Study Objective Basiliximab is an immunosuppressive monoclonal antibody used for rejection prevention following solid organ transplantation; the pharmacokinetics (PK) of basiliximab in this setting are known. Basiliximab may also be used for prophylaxis and treatment of graft‐versus‐host disease (GVHD) in patients undergoing allogeneic hematopoietic cell transplantation (HCT); however, the PK of basiliximab in this setting are not known. Clinical transplant providers expect variation in the volume of distribution and clearance after nonmyeloablative allogeneic transplantation (NMAT) compared with solid organ transplantation. Blood loss, organ site–specific antibody accumulation, and differences in blood product use during the two transplantation approaches may generate differences in basiliximab PK. Therefore, the objective of this study was to describe the PK of basiliximab after its addition to a minimally intense NMAT regimen, in conjunction with cyclosporine, for GVHD prophylaxis in patients with hematologic malignancies. Design Population PK analysis of a single‐center, single‐arm, phase II clinical trial. Setting Academic cancer research center. Patients Fourteen adults with hematologic malignancies (acute myeloid leukemia, acute lymphoblastic leukemia, chronic lymphocytic leukemia, myelodysplastic syndrome, non‐Hodgkin’s lymphoma, Hodgkin’s lymphoma, myelofibrosis, or severe aplastic anemia) and undergoing NMAT with a fully HLA‐matched (10 of 10 antigen matched) related or unrelated donor. Measurements and Main Results Basiliximab was used in conjunction with cyclosporine to deplete activated T cells in vivo as GVHD prophylaxis.
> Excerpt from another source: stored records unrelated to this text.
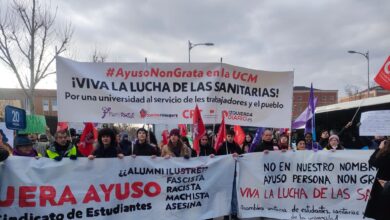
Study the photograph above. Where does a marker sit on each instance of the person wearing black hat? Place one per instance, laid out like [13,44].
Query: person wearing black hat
[175,147]
[23,146]
[142,147]
[62,147]
[107,146]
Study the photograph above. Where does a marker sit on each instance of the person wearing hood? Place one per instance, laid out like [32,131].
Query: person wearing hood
[62,147]
[379,200]
[107,146]
[125,145]
[23,146]
[266,143]
[229,146]
[334,143]
[142,147]
[175,147]
[324,138]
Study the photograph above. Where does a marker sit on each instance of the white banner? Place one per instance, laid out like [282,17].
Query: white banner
[375,123]
[140,188]
[305,184]
[166,93]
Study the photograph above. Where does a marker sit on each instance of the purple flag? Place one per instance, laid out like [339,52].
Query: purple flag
[310,121]
[306,115]
[256,139]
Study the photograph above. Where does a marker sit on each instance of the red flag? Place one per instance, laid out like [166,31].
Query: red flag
[62,126]
[239,136]
[88,137]
[221,134]
[165,136]
[183,130]
[199,129]
[383,76]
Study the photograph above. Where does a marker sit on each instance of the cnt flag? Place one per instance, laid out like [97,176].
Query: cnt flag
[239,136]
[221,134]
[383,76]
[199,129]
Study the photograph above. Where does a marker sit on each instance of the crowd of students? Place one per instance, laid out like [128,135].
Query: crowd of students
[111,143]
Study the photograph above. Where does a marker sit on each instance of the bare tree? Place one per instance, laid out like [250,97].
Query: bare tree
[29,43]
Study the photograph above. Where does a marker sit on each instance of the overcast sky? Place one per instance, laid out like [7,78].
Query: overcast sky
[310,37]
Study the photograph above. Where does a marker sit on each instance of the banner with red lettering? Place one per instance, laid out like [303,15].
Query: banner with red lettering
[166,93]
[305,184]
[129,188]
[383,76]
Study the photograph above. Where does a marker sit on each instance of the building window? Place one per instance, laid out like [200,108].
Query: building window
[54,105]
[45,105]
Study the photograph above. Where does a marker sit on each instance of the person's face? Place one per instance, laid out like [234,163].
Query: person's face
[267,136]
[25,149]
[308,138]
[204,140]
[301,145]
[62,139]
[333,142]
[325,135]
[248,138]
[229,138]
[106,139]
[141,136]
[283,140]
[174,138]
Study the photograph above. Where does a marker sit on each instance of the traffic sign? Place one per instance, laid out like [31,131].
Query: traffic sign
[15,118]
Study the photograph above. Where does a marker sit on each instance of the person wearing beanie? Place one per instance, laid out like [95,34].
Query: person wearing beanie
[230,146]
[107,146]
[334,143]
[142,147]
[175,147]
[23,146]
[62,147]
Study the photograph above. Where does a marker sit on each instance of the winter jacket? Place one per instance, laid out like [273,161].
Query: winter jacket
[57,152]
[106,152]
[378,203]
[144,149]
[178,151]
[264,145]
[229,148]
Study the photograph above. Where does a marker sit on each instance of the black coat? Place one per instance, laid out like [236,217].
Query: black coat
[144,149]
[230,147]
[378,203]
[109,152]
[264,145]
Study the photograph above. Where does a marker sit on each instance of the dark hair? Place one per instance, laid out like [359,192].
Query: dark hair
[230,132]
[107,132]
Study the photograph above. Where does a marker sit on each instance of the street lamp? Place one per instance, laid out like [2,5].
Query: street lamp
[192,45]
[366,55]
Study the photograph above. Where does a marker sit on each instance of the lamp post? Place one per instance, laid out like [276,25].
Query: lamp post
[367,56]
[192,45]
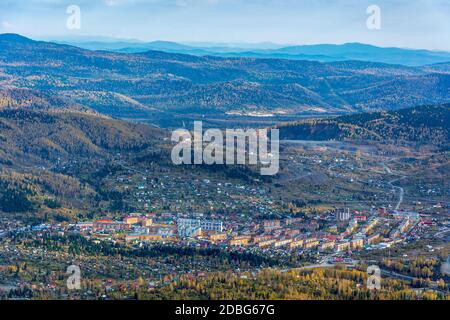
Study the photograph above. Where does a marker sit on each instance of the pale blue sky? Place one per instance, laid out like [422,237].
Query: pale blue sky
[405,23]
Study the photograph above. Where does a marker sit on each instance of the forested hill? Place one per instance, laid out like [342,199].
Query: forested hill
[423,125]
[39,149]
[144,84]
[48,135]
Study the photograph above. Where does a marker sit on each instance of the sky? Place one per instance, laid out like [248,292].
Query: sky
[403,23]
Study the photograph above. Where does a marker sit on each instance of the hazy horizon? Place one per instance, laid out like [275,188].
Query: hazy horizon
[415,25]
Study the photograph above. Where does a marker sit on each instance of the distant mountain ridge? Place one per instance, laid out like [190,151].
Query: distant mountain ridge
[139,85]
[320,52]
[425,125]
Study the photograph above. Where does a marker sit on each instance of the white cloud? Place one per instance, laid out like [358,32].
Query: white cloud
[6,25]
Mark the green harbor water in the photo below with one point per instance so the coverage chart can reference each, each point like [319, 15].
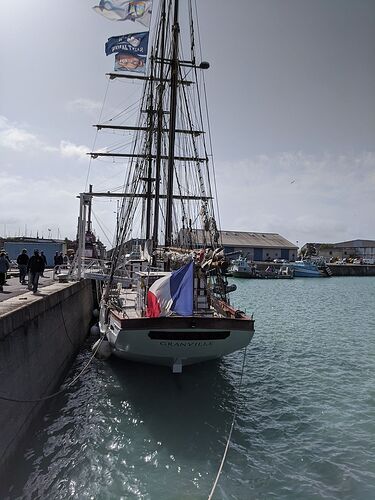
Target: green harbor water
[305, 426]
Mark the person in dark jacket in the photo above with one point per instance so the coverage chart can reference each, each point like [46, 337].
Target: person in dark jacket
[4, 266]
[35, 268]
[44, 260]
[22, 261]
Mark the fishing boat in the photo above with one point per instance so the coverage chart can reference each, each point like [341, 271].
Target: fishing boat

We developed a novel competitive enzyme‐linked immunosorbent assay (ELISA) method using recombinant interleukin‐2 receptor alpha‐chain (IL‐2Ra) and a commercially available soluble sIL‐2R ELISA kit to permit the quantification of serum basiliximab concentrations and characterization of the PK properties of the drug in this patient population. Using a nonlinear mixed effects model with NONMEM software, a one‐compartment model with first‐order elimination best described the PK, as covariate analysis using stepwise covariate modeling did not improve the base model. Conclusion We suggest a one‐compartment population model with first‐order elimination to capture the PK profile for basiliximab for this patient population.